A CVS Caremark report predicts further increases in specialty drug spending but suggests strategies for payers to manage costs.

A CVS Caremark report predicts further increases in specialty drug spending but suggests strategies for payers to manage costs.

Specialty drug spend is expected to increase substantially over the next 3 to 7 years, reaching anticipated highs of $192.2 billion in 2016 and $401.7 billion in 2020, a CVS Caremark report predicts.

The Insights 2013 Specialty Trend Management report, released November 20, 2013, noted that the double-digit increases in specialty trends are driving overall pharmacy trends. Specialty per member per year drug trend increased by double digits in 2012—and the report predicts similar double-digit increases in 2013 and 2014.

The report predicts a 13% to 24% per member per year trend increase in 2013, and a 14% to 25% increase in 2014.

Like traditional pharmaceuticals, a combination of price, mix, and utilization drives specialty drug trend; however, the nature of the therapies makes managing trend more complicated. According to the report, price contributes 49% to the overall trend, whereas drug mix and utilization contributed 31% and 20% to the trend, respectively.

Price influencers include network size, site of care, and inflation. Drug mix influencers include presence of generics or biosimilars, new agents, and lack of product competition.
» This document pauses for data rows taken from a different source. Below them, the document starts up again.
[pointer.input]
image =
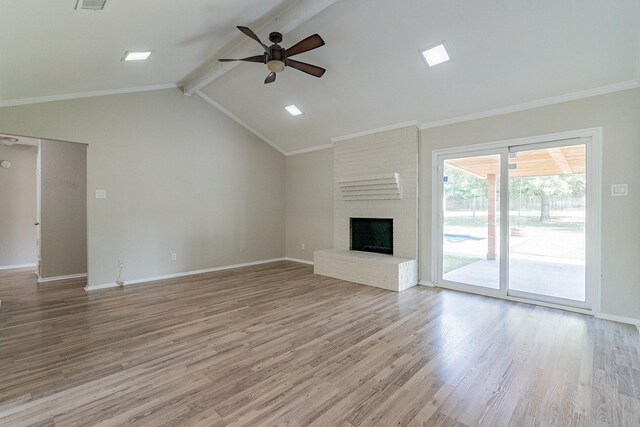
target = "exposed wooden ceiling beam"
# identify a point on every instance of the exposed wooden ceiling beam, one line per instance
(290, 19)
(558, 156)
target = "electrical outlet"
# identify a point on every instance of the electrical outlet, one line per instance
(620, 190)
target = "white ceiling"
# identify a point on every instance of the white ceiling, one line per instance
(49, 48)
(503, 53)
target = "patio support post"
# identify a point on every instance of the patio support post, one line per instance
(491, 217)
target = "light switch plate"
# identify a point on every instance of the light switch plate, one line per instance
(619, 190)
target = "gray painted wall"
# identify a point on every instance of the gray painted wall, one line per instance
(619, 116)
(309, 203)
(63, 209)
(18, 206)
(180, 177)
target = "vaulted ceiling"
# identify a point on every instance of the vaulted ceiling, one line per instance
(504, 53)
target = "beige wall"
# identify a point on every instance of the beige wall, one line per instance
(309, 203)
(63, 209)
(180, 177)
(394, 151)
(18, 206)
(619, 116)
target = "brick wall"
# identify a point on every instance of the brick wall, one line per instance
(385, 152)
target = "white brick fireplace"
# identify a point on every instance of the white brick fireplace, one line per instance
(375, 176)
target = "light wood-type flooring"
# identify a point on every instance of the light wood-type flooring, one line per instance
(276, 345)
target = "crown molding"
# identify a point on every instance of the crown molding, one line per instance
(90, 94)
(374, 131)
(534, 104)
(309, 150)
(239, 121)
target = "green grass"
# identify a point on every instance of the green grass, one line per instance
(454, 262)
(557, 222)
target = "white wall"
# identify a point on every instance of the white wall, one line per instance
(619, 116)
(18, 206)
(394, 151)
(180, 177)
(309, 203)
(63, 209)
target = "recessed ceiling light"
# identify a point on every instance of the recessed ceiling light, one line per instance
(136, 56)
(293, 110)
(436, 55)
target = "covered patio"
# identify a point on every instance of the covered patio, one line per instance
(546, 257)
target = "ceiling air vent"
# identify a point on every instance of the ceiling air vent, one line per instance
(91, 4)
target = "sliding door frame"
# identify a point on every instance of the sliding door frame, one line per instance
(592, 138)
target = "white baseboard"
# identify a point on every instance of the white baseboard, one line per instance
(57, 278)
(183, 274)
(11, 267)
(620, 319)
(426, 283)
(301, 261)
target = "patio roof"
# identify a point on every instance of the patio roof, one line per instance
(551, 161)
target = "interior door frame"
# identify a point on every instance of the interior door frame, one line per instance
(592, 138)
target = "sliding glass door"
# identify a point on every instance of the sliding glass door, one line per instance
(471, 220)
(512, 221)
(547, 222)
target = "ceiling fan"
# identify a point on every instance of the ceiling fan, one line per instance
(277, 58)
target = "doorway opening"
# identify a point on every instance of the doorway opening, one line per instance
(47, 207)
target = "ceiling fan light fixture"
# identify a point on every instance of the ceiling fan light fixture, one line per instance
(275, 66)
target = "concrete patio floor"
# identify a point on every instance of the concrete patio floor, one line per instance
(562, 280)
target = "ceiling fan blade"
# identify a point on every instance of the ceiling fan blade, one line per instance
(305, 45)
(306, 68)
(251, 34)
(257, 58)
(270, 78)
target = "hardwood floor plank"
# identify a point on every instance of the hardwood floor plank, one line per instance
(275, 344)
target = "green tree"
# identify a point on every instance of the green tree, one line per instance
(546, 186)
(464, 186)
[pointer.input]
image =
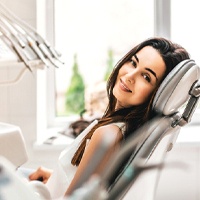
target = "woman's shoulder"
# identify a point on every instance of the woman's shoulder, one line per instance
(114, 129)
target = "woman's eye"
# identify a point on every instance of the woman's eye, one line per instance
(147, 78)
(133, 62)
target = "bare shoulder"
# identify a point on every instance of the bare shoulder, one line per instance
(110, 130)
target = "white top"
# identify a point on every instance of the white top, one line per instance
(64, 172)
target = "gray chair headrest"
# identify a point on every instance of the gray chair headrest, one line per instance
(174, 90)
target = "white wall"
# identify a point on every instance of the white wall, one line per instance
(18, 103)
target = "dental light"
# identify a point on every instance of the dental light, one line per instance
(24, 45)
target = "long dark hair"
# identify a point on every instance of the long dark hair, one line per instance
(134, 116)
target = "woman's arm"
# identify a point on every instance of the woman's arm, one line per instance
(41, 174)
(111, 131)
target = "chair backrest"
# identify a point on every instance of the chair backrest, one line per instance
(149, 144)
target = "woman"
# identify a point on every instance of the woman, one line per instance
(131, 89)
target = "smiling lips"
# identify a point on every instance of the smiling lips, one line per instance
(124, 87)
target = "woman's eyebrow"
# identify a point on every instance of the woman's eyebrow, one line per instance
(152, 72)
(136, 58)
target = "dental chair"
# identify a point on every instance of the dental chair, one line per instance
(142, 155)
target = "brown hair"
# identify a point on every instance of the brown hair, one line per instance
(134, 116)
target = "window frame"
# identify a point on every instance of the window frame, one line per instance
(162, 26)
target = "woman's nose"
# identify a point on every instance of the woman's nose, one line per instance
(131, 77)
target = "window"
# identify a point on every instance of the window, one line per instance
(90, 30)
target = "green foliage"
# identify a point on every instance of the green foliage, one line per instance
(109, 65)
(75, 101)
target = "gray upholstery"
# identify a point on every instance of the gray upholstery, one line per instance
(147, 147)
(151, 143)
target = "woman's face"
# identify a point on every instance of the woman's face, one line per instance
(138, 78)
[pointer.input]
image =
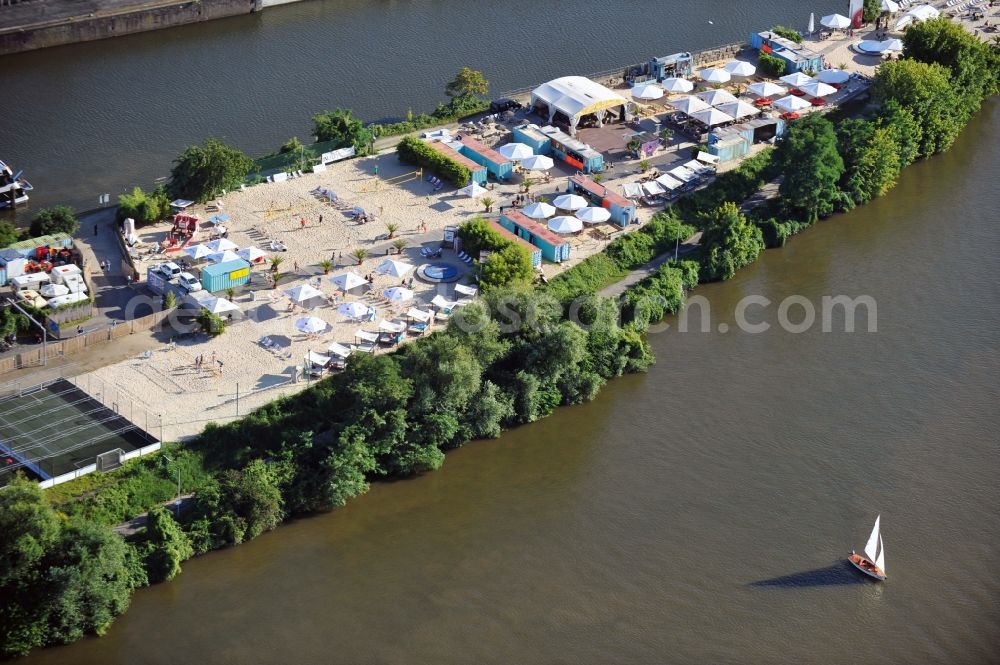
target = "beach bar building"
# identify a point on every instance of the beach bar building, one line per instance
(622, 210)
(553, 246)
(536, 252)
(228, 274)
(798, 58)
(478, 170)
(495, 163)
Utilization influencers include new drug approvals or new drug indications, changes in treatment guidelines, and demographic or economic changes.

The lack of specialty products that can be substituted for one another, as well as complex medication regimens and diverse dosage forms, contributes to the drug trends’ complexity, the report noted.
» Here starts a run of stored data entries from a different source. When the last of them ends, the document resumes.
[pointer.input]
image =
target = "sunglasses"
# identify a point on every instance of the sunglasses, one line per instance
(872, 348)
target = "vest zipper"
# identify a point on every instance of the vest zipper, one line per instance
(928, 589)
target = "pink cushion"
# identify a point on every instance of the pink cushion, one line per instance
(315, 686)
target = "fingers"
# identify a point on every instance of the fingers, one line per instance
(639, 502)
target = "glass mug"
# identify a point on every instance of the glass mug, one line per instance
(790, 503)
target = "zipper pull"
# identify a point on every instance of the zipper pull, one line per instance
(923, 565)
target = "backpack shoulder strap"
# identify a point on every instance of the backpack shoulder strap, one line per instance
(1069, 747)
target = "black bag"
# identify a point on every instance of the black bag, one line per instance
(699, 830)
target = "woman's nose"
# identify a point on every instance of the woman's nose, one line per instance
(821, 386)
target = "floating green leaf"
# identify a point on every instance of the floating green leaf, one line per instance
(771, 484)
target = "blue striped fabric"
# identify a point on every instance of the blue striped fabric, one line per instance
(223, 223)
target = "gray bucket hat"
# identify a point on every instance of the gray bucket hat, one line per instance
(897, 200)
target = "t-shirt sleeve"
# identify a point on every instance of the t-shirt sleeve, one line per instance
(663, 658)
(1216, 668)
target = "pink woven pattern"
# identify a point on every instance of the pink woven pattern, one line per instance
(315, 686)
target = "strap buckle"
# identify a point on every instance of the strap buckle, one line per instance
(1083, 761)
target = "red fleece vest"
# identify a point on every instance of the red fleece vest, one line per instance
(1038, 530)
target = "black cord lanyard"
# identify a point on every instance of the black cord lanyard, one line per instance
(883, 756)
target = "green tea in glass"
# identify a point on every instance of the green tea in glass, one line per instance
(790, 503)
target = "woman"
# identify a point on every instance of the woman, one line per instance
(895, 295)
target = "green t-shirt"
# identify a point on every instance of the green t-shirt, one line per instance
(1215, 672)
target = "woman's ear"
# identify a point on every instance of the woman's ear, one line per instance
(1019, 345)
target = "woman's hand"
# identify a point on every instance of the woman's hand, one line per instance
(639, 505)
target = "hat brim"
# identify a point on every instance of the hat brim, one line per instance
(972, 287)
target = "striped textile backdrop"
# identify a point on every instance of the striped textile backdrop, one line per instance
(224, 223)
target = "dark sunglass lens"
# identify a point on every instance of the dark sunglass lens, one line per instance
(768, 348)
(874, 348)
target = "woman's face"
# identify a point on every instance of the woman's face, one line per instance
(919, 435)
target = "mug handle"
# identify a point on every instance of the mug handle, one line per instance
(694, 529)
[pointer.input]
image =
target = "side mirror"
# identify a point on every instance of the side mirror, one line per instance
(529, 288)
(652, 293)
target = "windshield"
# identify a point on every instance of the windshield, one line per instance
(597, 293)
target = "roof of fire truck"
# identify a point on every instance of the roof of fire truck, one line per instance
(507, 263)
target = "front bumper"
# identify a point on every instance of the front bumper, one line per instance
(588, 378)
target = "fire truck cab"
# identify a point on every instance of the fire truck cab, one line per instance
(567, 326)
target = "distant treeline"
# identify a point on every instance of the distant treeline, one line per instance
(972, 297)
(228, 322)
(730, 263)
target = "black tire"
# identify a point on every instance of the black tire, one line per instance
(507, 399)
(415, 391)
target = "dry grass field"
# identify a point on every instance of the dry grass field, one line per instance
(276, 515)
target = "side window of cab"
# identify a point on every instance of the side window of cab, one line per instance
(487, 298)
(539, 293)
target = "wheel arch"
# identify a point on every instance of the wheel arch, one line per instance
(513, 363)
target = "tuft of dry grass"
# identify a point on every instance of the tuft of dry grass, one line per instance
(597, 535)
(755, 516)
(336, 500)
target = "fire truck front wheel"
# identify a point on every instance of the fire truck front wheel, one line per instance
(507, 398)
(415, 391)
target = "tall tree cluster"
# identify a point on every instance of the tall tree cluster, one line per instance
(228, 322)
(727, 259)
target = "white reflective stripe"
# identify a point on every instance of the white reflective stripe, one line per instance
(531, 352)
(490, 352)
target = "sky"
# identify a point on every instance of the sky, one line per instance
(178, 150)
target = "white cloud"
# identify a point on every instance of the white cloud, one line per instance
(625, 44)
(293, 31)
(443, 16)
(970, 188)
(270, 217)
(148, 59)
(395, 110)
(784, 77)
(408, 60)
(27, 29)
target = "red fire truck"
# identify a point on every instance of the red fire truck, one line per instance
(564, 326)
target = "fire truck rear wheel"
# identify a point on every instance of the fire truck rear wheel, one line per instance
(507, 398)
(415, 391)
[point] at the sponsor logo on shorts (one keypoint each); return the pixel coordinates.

The report identified areas for potential insurance plan savings within the trend drivers.

Within the drug price arena, the report recommends finding the drug source with the lowest cost, and, where appropriate, the lowest-cost site of care. In addition, use of an exclusive specialty pharmacy can lower plan cost, as can narrowing infusion networks, the report noted.

Meanwhile, insurance plans can save money in the drug mix area by using formulary exclusions and step therapy programs in areas with multiple specialty drug options.
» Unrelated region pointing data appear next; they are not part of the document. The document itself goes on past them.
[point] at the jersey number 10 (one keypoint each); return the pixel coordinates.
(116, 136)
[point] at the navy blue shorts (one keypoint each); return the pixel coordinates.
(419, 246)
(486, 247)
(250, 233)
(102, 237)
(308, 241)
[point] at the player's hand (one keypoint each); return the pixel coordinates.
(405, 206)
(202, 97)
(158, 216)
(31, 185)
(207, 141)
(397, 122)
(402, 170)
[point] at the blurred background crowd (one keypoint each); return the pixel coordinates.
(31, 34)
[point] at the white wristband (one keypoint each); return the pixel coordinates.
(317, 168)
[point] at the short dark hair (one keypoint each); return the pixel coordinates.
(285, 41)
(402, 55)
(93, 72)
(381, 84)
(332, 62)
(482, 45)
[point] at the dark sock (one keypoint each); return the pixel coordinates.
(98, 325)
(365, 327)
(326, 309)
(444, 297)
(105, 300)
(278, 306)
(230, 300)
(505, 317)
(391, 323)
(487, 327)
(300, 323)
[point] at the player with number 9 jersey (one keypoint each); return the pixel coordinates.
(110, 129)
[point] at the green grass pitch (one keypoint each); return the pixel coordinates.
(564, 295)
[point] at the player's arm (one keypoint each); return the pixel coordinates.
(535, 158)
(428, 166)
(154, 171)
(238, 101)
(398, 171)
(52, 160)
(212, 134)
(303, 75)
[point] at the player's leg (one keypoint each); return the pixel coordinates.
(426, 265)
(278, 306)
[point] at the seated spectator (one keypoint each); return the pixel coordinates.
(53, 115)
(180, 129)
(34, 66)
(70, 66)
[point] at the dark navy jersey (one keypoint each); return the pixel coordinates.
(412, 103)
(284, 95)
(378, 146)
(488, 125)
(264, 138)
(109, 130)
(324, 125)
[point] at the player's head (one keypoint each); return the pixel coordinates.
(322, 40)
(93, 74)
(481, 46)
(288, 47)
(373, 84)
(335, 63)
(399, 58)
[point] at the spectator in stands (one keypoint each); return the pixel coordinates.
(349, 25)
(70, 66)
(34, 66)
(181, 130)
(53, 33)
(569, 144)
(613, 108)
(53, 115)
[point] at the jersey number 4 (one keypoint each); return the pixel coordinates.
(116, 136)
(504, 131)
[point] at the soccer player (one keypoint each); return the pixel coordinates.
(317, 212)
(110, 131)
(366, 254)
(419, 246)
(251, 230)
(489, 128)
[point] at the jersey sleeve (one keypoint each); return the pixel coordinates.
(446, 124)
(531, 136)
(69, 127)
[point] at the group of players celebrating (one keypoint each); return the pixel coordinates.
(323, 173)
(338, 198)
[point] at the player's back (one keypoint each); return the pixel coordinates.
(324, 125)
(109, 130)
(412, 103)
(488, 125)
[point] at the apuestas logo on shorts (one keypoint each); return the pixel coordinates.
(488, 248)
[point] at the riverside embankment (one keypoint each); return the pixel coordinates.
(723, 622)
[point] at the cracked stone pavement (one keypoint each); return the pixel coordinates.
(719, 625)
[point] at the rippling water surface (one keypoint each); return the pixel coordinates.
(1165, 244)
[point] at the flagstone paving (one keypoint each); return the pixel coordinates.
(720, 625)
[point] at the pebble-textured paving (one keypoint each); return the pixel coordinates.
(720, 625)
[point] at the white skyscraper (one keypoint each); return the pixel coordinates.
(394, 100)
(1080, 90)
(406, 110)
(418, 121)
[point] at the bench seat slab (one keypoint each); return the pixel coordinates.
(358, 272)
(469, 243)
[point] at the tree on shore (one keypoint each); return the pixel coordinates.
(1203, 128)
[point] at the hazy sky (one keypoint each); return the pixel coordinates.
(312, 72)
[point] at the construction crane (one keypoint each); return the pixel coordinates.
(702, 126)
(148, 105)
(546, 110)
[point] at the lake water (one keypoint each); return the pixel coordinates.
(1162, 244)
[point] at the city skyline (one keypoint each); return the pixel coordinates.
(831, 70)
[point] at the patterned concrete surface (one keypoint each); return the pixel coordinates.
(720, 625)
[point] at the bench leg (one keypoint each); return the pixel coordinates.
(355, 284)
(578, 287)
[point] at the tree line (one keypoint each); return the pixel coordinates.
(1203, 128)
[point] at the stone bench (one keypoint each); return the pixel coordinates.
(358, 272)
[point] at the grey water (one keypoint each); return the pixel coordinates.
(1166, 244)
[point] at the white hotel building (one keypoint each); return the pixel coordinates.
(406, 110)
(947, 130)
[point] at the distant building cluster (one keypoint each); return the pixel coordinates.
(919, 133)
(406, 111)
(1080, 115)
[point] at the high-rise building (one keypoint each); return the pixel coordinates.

Utilization management programs serve a dual purpose in ensuring therapies are used safely and effectively, thereby reducing waste.

“Importantly, when new science suggests that older, often generic drugs are equal in efficacy to newer biologics, specialty pharmacies and PBMs are critical to driving adoption of these new guidelines,” the report notes.

Specialty drug coverage through the medical or pharmacy benefit continues to play a prominent role in payer cost, although the report also noted strategies to introduce more intense management of specialty drugs.

Within high-use categories with multiple therapy options, expanding drug coverage can benefit payers by increasing market competition and allowing payers to designate injectable rather than infused drugs or to select preferred infused therapies. In addition, payers can review the placement of certain therapies in their formulary, moving self-administered drugs or drugs infused at home from the medical benefit to the pharmacy benefit to better track therapy management and costs. Utilization management techniques, such as prior authorizations, can also contribute to use of cost-effective and appropriate therapies for various drug categories.

Another recommendation involves moving therapy administration to more cost-effective administration sites, via a stepped approach. Noting the higher costs associated with hospital-based therapy administration, the report suggests ensuring that home-infused drugs are covered under the pharmacy benefit, aligning member cost-sharing strategies with site-of-care choices, offering outreach or incentives to encourage patients to cost-effective administration sites, and narrowing infusion networks.